Oncogene. 2003 Aug 28;22(36):5619-29. doi: 10.1038/sj.onc.1206644.
To investigate the role of individual Jun proteins in cell growth and transformation, we have used a doxycycline-inducible retroviral vector to regulate their expression in rat fibroblasts. AP-1 complexes enriched with cJun and JunB result in morphological alterations and anchorage-independent cell growth consistent with a transformation-like phenotype, whereas complexes enriched with JunD had an antiproliferative effect. These results suggest that genes regulated by both cJun and JunB are potentially involved in transformation and that they can be distinguished from those regulated by AP-1 complexes containing JunD. To identify genes regulated by cJun and JunB that may have a role in anchorage-independent growth, we investigated differential gene expression by each of the Jun family members using the Affymetrix Rat oligonucleotide microarray, RG_U34A containing approximately 8000 genes. Differentially regulated genes were identified and grouped for correlation with regulation by the different Jun proteins. A total of 33 candidate genes were found to be differentially regulated by both cJun and JunB and not by JunD. These genes have roles in cell metabolism, growth, signal transduction, migration and adhesion. We validated the differential regulation by cJun and JunB of 10 candidate genes by Northern blot analysis. Of these, eight were further characterized as potential direct targets of AP-1 regulation based on Northern blot results showing differential regulation that correlate with cJun expression. Our results show that inducible cJun and JunB expression result in anchorage-independent growth of Rat1a cells, distinct from JunD-expressing cells. This model system and a functional genomic approach enabled us to differentiate AP-1-regulated genes involved in transformation from AP-1-regulated genes known as bystander genes. This approach significantly reduces the number of bystanders and allows for the targeting of genes specifically involved in transformation.
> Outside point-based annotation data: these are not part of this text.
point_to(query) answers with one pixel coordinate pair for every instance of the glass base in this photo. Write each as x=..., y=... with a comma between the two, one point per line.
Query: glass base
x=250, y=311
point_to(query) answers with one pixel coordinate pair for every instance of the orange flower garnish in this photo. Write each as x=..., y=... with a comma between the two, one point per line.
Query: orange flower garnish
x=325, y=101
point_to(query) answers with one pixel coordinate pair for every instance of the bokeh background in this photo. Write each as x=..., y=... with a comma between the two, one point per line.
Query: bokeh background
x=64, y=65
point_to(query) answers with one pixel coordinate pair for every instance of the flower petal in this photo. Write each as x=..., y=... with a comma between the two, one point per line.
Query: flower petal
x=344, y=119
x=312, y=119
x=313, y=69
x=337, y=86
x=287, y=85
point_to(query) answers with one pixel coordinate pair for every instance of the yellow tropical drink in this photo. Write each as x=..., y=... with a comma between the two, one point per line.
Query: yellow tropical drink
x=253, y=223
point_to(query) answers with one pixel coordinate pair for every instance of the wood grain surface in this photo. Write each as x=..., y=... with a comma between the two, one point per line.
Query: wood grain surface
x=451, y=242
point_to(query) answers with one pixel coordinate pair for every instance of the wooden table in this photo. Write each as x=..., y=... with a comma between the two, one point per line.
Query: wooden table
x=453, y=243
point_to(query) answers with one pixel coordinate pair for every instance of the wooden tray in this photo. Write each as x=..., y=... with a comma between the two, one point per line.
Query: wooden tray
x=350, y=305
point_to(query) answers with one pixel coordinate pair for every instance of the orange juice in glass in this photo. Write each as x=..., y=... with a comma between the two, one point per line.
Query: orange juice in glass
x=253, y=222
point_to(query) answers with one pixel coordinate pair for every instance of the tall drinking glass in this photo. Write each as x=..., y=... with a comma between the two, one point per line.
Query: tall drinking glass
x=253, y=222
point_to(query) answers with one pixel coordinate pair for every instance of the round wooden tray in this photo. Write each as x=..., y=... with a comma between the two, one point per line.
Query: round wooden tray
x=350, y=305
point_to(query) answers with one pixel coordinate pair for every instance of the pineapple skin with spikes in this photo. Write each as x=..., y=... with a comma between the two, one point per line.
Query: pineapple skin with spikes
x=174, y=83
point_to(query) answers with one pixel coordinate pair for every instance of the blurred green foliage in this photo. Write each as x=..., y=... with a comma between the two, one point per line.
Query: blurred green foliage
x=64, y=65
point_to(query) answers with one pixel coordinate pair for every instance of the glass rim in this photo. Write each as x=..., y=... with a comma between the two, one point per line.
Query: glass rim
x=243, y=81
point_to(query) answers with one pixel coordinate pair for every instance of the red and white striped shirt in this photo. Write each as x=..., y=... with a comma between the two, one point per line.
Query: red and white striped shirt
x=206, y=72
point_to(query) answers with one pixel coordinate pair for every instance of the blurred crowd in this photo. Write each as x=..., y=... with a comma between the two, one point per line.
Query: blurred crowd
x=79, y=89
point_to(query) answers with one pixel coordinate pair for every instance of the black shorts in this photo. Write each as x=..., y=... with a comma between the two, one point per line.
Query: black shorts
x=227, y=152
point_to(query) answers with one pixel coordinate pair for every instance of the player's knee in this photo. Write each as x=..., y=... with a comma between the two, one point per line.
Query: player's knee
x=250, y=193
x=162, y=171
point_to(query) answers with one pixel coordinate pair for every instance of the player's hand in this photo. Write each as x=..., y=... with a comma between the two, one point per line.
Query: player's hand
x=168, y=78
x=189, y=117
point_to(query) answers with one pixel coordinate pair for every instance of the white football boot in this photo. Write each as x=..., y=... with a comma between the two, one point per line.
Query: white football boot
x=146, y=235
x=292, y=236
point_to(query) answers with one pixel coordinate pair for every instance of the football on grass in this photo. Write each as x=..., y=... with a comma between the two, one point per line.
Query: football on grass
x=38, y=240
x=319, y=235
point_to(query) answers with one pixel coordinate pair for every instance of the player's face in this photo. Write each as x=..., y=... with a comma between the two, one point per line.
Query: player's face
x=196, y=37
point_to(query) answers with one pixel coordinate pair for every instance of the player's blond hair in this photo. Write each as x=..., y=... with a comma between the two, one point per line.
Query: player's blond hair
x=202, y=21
为了研究单个Jun蛋白在细胞生长和转化中的作用,我们使用了一种强力霉素诱导型逆转录病毒载体来调节其在大鼠成纤维细胞中的表达。富含cJun和JunB的AP-1复合物导致形态改变和不依赖贴壁的细胞生长,这与转化样表型一致,而富含JunD的复合物具有抗增殖作用。这些结果表明,由cJun和JunB共同调控的基因可能参与转化,并且它们可以与由含有JunD的AP-1复合物调控的基因区分开来。为了鉴定可能在不依赖贴壁生长中起作用的、受cJun和JunB调控的基因,我们使用包含约8000个基因的Affymetrix大鼠寡核苷酸微阵列RG_U34A,研究了每个Jun家族成员的差异基因表达。鉴定出差异调控的基因并进行分组,以与不同Jun蛋白的调控进行相关性分析。总共发现33个候选基因受cJun和JunB共同差异调控,而不受JunD调控。这些基因在细胞代谢、生长、信号转导、迁移和黏附中发挥作用。我们通过Northern印迹分析验证了10个候选基因受cJun和JunB的差异调控。其中,基于Northern印迹结果显示的与cJun表达相关的差异调控,有8个进一步被表征为AP-1调控的潜在直接靶标。我们的结果表明,诱导型cJun和JunB表达导致Rat1a细胞不依赖贴壁生长,这与表达JunD的细胞不同。这个模型系统和功能基因组学方法使我们能够区分参与转化的AP-1调控基因和被称为旁观者基因的AP-1调控基因。这种方法显著减少了旁观者的数量,并允许靶向特异性参与转化的基因。